さらに遠藤と最終ラインの守りの連係も素晴らしかった。「ワタルと一緒に守りをオーガナイズした」とファン・ダイクが語ったことでも、日本代表主将の重要性が伝わってきた。
遠藤はいったいどこまで上り詰めるのか
遠藤は世界中が注視するビッグマッチで自身の実力を見せつけた。30歳を過ぎても進化が止まらないMFは、いまや世界トップクラスのNO.6と言っていい
リバプールがマンチェスター・Cを凌駕したことは、後半の試合データを見れば一目瞭然だ。マンチェスター・Cを相手に53%のポゼッションを記録したことも異例なら、シュート数はリバプールの12対3、ペナルティエリア内でのタッチ数がリバプールの21対8。さらにクロスの供給数もホームチームが19対3と完全に圧倒した。
こうなると、試合前にマンチェスター・Cの優勢を予言したキーンも「特に後半、リバプールのパフォーマンスが良かった」と話すしかなかった。ただし「ディアスのミス(後半18分、カウンターからの決定機でシュートを外し、逆転のチャンスをふいにした)はシーズン終了後に悔やまれることになるかもしれない」と付け加え、そこはアンチ・リバプールたる真骨頂を見せつけていた。
1-1の引き分けだったが、試合後の両監督の表情は明らかに勝者と敗者に分かれていた。クロップ監督は「後半はシティとの対戦で我々のベストパフォーマンスだった。あんなに苦しんだシティは見たことがなかった」と話して、3連覇中の王者を明らかな劣勢に追い込んだことに自信を漲らせていた。
一方のグアルディオラ監督は、試合終盤のダグアウトで怒り心頭のデ・ブライネをたしなめたシーンについて聞かれ、「次の試合で私が間違っていたことを証明するチャンスがある」と語ったが、エースを潰された試合に苦虫を噛み潰したような表情を見せた。

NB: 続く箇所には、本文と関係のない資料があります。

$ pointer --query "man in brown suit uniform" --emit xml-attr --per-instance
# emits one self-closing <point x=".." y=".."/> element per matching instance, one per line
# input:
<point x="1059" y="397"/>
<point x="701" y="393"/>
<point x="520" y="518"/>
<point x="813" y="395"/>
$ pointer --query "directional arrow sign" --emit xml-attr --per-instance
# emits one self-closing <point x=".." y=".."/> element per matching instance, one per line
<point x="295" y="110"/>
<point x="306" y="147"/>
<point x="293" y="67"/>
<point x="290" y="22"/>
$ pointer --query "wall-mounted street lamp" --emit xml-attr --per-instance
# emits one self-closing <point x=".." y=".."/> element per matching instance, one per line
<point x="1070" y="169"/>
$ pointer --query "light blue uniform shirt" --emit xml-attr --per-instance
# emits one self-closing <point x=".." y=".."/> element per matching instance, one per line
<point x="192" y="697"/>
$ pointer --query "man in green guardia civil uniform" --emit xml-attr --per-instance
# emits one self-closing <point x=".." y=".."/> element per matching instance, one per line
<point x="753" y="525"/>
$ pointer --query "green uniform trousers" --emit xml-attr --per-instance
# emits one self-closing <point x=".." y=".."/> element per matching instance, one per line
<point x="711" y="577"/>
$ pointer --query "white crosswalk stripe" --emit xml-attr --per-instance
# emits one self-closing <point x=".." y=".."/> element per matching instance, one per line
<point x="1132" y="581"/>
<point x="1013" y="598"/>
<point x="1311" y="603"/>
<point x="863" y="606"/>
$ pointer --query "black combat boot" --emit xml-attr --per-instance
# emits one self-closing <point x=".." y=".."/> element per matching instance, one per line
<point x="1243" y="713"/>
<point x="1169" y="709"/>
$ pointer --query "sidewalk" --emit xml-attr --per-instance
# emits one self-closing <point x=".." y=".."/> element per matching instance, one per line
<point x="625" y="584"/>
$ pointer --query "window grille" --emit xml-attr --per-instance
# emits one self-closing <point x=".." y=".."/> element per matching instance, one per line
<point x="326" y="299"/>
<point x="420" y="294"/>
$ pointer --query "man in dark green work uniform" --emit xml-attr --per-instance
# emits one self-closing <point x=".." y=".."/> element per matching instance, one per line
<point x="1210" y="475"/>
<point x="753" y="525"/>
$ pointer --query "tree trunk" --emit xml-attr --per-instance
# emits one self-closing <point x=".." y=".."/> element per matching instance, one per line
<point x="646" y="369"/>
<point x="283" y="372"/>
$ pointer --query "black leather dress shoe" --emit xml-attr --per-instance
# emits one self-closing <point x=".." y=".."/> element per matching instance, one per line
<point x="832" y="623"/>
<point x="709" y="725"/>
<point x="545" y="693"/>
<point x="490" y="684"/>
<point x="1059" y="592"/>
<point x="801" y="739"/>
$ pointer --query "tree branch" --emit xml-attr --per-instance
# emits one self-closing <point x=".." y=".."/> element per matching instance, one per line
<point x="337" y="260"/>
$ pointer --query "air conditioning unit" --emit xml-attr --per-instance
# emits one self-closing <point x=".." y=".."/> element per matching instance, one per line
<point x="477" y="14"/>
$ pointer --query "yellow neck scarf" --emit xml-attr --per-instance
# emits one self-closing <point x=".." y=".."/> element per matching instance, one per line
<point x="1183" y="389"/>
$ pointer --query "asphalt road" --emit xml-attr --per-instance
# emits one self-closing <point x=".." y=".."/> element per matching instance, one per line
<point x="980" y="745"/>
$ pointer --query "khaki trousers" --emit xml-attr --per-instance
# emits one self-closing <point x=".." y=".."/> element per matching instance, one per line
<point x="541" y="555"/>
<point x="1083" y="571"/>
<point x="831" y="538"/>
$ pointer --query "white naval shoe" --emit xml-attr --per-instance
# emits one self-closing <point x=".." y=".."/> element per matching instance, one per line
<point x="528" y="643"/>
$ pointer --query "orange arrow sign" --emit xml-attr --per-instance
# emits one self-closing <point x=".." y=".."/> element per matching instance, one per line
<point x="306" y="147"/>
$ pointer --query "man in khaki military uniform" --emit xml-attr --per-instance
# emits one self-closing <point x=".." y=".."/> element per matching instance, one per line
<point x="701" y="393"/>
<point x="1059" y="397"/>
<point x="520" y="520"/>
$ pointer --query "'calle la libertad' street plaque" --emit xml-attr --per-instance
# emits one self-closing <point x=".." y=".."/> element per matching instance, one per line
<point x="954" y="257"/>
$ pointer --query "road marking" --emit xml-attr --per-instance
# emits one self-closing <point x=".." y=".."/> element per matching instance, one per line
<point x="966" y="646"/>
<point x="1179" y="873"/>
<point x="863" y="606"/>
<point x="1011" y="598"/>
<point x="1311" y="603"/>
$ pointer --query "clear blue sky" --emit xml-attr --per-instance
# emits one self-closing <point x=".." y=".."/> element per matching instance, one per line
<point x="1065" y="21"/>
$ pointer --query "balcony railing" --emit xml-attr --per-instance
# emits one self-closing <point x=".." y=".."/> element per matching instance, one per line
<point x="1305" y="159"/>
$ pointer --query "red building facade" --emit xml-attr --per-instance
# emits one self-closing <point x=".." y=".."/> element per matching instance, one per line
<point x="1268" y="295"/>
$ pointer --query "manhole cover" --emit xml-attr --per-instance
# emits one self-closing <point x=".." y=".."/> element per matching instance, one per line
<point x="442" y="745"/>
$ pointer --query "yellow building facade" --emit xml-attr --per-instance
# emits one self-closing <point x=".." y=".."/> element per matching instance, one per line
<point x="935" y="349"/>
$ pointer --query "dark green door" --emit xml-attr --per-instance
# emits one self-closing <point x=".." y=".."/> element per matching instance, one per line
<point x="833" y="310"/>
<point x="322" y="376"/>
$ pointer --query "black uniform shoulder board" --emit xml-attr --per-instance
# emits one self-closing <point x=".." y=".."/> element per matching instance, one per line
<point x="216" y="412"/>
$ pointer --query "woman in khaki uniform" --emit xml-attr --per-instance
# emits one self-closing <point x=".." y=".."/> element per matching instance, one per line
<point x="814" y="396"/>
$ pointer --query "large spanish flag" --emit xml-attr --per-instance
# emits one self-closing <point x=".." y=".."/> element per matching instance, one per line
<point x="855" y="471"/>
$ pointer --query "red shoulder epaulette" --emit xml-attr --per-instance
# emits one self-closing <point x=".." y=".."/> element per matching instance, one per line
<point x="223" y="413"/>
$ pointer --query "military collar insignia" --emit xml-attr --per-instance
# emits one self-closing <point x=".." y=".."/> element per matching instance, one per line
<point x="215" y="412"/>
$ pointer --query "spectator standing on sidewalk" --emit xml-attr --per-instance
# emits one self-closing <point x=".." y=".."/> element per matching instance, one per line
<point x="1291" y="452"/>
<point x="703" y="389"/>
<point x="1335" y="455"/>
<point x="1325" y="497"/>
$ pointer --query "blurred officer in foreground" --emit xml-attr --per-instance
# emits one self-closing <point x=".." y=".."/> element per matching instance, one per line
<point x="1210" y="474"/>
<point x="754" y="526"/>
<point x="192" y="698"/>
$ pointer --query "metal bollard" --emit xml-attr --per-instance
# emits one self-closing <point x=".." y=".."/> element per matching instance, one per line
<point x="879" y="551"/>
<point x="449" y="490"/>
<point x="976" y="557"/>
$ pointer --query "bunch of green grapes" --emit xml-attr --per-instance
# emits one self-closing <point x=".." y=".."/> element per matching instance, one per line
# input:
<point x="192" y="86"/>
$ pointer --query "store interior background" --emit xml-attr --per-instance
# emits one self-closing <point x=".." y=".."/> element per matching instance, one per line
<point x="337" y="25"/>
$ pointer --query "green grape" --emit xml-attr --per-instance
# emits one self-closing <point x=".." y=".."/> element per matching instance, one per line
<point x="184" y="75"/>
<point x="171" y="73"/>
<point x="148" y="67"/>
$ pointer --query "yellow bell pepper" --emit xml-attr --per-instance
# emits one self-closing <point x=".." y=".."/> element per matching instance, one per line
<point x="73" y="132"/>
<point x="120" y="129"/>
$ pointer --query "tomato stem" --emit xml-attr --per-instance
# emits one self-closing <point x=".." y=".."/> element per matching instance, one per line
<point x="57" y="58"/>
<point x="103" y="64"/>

この結果、リバプールは前日の試合で暫定首位に立ったアーセナルと勝ち点64で並んだが、得失点差で7点上回るアーセナルが、“暫定”が取れて首位を堅持した。この状況をクロップ監督は笑みを浮かべて、「The most important information is we are right there. We go the distance(最も重要な情報は、我々が優勝争いのど真ん中にいるということ。我々は最後の最後まで戦い抜くだけだ)」と語ると、最後のリバプール・シーズンをとことん楽しむという心境を垣間見せた。
さて、最後に我らの遠藤だが、この地球上最大のクラブサッカーのリーグ戦に先発フル出場したということだけでも偉業だというのに、ここでさらに存在感を見せつけた。
ちなみに筆者が好むBBCの視聴者投票の採点でも、ディアス7.6、ケレハー7.58に続くチーム第3位の7.55をマークした。同点弾となったPKを決めたマック・アリスターの7.42をも上回っていた。
確かに一般のファンの投票なので、人気にも左右されるかもしれないが、それなら遠藤の人気はマック・アリスターをしのぐことになる。
いったい、この日本男児はどこまで上り詰めるのだろう? 現在、欧州5大リーグの中で最も資金力があり、競争が最も苛烈なリーグであり、世界で最もテレビ観戦されるリーグでもあるプレミアリーグで、首位を争うリバプールとマンチェスター・Cの一戦のピッチに先発として立ち、敵将に褒め称えられるプレーをして90分フル出場を果たした。
確かに遅咲きの大輪だ。しかし今、この試合でこの存在感を示したことで、遠藤航が世界でも超一流のNO.6であると証明されたのは間違いないことである。